Financial Wellness: A dynamic concept
What makes tracking and measuring financial wellness tricky is the fact that it varies according to individuals. While for someone owning a house might be a sign of financial well-being, for someone else having money in the bank account might be the financial goal. But when it comes to blue-collar workers, tracking their financial wellness is extremely tricky. Lack of information or rather reluctance to share information is the biggest impediment that employers face. Due to inadequate information being available, it becomes extremely difficult for companies to develop comprehensive financial wellness programs for blue-collar workers. In such a situation, the best option available is to look at the key financial wellness indicators of individual workers and formulate a plan accordingly.

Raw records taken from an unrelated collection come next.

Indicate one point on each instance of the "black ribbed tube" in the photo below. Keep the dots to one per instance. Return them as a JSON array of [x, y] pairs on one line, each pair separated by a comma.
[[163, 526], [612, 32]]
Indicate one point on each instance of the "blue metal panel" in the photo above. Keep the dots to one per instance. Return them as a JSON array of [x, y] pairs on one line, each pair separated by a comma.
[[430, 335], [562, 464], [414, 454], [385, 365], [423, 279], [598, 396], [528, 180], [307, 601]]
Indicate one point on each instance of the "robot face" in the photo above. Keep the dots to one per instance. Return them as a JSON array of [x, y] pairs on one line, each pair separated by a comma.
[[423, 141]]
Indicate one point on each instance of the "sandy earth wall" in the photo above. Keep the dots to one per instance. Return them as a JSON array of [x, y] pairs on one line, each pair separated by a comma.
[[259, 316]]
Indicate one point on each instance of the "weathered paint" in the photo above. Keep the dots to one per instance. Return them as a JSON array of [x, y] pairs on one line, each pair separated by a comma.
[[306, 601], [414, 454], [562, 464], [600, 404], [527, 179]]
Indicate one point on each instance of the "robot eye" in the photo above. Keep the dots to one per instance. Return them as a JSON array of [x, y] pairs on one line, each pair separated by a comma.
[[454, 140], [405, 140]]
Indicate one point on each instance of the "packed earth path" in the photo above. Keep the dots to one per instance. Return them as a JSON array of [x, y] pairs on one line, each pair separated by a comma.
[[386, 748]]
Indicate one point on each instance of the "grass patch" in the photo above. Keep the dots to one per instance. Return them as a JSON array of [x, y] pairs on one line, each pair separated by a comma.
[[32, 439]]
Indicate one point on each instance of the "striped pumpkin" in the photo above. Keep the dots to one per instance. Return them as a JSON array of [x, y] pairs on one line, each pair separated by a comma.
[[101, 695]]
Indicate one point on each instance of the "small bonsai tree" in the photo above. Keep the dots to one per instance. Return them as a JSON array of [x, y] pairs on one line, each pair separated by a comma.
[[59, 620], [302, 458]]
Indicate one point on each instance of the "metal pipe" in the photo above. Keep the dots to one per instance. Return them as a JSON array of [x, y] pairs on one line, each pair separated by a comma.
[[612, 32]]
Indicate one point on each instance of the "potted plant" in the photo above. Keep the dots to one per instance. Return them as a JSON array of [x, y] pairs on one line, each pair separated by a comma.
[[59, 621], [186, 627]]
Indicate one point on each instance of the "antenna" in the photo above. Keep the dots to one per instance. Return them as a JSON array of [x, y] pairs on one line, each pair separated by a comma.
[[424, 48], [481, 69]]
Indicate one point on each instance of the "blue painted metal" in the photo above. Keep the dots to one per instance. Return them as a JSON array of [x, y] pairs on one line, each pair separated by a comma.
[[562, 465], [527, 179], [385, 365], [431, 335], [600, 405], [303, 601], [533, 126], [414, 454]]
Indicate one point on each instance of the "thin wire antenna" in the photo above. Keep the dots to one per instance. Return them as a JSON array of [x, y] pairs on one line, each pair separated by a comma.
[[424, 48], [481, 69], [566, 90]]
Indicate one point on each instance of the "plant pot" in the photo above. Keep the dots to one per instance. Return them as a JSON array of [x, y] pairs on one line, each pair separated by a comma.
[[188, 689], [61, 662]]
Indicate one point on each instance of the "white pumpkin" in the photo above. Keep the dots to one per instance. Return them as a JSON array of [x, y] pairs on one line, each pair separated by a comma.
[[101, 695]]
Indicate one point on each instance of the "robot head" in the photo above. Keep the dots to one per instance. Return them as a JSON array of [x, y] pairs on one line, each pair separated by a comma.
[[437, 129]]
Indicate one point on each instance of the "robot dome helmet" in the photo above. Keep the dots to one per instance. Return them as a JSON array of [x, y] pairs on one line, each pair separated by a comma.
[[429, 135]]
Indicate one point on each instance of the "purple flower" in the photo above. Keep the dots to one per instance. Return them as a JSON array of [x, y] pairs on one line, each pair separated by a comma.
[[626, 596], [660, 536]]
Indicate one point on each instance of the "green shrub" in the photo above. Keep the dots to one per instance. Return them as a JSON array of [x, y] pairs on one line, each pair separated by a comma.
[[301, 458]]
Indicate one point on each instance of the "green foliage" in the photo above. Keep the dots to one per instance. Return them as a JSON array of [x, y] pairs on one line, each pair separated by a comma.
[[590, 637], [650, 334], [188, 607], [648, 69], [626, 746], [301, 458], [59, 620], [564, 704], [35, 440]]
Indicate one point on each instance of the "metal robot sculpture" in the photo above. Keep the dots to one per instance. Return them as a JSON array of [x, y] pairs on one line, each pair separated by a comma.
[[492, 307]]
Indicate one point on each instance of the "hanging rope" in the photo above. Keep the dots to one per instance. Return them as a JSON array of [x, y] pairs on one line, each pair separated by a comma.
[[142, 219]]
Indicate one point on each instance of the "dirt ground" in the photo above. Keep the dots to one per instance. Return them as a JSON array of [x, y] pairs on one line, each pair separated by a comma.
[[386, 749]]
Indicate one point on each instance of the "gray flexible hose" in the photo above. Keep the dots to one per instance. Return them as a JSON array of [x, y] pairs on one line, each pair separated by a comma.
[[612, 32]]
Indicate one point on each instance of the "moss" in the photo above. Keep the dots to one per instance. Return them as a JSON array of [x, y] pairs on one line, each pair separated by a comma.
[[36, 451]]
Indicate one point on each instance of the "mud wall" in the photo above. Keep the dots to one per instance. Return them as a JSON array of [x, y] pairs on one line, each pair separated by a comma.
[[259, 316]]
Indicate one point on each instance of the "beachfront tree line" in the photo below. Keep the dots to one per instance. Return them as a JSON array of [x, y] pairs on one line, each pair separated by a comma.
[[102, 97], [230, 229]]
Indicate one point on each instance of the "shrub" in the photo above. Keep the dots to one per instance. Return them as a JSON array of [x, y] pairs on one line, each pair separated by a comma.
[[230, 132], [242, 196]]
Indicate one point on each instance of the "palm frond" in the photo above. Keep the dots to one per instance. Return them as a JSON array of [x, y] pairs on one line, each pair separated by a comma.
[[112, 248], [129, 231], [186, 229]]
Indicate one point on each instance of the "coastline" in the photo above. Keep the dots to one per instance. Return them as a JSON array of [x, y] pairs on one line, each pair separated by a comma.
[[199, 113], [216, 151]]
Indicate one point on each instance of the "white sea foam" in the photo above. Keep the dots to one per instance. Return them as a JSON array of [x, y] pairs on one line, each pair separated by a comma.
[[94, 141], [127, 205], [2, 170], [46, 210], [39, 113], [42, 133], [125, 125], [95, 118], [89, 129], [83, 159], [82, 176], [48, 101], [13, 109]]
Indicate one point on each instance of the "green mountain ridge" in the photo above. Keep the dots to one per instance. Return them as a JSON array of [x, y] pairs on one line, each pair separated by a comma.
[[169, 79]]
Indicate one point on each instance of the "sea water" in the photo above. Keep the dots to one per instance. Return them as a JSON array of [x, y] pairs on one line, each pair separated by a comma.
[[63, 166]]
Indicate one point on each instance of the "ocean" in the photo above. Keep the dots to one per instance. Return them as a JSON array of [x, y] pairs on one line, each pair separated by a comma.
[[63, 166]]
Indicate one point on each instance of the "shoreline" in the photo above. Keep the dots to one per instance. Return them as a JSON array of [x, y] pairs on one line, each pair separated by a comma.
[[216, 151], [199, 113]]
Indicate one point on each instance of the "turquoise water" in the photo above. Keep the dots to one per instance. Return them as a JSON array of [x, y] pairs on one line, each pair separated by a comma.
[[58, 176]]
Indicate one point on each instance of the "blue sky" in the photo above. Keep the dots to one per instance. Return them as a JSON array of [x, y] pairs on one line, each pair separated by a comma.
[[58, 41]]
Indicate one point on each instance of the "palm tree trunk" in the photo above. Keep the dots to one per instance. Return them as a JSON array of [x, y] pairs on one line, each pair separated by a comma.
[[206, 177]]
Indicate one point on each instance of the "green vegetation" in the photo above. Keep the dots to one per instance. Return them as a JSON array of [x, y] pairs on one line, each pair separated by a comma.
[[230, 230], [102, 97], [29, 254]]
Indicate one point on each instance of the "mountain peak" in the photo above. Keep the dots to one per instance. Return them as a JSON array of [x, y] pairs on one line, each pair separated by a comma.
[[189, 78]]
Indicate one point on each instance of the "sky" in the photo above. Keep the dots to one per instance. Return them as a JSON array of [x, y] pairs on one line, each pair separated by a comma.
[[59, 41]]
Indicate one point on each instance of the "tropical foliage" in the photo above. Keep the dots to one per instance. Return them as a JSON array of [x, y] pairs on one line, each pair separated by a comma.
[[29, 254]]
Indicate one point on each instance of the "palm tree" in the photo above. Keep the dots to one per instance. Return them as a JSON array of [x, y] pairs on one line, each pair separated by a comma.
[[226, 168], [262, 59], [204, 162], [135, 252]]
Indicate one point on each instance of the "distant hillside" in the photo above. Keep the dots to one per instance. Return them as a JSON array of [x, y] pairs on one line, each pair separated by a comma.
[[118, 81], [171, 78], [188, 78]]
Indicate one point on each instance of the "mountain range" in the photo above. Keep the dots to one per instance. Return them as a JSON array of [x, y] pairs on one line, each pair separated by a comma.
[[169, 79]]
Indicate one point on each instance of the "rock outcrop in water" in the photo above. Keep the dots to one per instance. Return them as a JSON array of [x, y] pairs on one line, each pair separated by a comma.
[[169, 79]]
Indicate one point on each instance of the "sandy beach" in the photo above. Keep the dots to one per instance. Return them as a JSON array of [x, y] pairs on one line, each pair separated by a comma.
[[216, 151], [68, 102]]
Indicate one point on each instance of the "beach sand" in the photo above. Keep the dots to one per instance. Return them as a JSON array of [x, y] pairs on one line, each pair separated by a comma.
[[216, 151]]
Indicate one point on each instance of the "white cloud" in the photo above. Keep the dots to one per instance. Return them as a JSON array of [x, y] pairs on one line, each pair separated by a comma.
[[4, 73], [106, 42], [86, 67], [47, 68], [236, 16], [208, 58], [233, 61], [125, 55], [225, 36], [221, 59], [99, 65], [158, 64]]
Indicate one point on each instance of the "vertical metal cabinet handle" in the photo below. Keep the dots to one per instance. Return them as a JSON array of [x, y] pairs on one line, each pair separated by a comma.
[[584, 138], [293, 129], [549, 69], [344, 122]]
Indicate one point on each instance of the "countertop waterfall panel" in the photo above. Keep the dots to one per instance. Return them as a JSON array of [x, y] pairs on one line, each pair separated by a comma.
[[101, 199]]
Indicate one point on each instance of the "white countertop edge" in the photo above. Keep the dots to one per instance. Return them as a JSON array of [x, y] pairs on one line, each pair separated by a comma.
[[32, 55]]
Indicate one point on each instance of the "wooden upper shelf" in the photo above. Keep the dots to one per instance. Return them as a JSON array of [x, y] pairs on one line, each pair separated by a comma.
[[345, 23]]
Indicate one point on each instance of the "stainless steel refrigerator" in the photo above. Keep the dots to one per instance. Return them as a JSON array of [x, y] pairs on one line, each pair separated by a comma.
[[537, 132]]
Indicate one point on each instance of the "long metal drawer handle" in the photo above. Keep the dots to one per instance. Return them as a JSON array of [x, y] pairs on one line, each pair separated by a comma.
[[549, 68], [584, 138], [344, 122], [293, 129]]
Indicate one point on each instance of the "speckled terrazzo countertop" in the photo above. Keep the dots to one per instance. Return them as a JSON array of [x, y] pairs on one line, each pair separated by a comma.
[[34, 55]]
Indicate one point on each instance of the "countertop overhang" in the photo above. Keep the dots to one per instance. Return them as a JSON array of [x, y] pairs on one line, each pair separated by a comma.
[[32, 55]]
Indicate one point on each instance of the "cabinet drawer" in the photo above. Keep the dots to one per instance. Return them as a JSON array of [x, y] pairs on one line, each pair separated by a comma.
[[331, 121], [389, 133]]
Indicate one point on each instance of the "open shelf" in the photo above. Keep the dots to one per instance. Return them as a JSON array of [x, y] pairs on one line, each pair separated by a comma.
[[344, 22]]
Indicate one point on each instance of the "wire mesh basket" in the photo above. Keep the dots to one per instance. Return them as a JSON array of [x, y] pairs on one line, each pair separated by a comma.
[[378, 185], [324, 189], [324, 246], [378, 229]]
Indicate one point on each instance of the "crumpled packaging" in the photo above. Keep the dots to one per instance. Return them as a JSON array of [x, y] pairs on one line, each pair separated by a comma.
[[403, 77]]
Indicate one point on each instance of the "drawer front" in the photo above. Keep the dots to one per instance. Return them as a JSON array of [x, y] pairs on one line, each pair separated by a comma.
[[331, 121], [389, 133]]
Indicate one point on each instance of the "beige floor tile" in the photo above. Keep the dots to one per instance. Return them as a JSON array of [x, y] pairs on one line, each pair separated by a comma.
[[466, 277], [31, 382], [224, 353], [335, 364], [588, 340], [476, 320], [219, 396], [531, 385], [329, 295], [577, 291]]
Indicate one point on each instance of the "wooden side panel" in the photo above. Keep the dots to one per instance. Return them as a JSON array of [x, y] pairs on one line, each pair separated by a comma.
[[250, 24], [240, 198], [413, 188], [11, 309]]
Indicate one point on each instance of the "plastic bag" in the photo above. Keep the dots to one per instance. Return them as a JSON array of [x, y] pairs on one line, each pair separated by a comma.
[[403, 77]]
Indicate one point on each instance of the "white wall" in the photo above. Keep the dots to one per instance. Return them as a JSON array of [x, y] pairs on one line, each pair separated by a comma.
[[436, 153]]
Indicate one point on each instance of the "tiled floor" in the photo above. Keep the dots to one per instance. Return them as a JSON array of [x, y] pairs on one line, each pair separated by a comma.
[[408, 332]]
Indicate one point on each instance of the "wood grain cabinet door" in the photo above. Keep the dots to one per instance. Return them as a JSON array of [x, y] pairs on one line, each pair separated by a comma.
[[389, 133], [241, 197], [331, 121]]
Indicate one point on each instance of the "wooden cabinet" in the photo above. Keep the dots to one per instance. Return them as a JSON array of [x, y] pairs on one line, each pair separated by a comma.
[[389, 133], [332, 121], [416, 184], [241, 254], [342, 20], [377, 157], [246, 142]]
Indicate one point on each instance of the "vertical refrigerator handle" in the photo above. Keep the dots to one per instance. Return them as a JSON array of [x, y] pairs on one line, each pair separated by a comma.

Financial Wellness: Key Performance Indicators
One of the best sources of information for employers pertaining to the financial well-being of the workers is monitoring the various key indicators. Every company has certain financial support programs available for their workers; by monitoring these programs, employers can acquire crucial information required to optimise the financial wellness packages for their blue-collar employees. Here are some of the key performance indicators that employers should monitor regularly: –
Participation in savings programs
Employers need to monitor the participation of the workers in the savings program developed by the company. The money deposited by the labourer in the program is a clear indicator of his/her financial wellness. Higher is the money deposited by the individual every month or quarter; better is his/her financial wellness. An individual will be saving more money only if he/she has spare funds to do so. If the amount saved by the worker is declining or is irregular, it is an indicator of a precarious financial situation. Thus necessitating intervention by the management.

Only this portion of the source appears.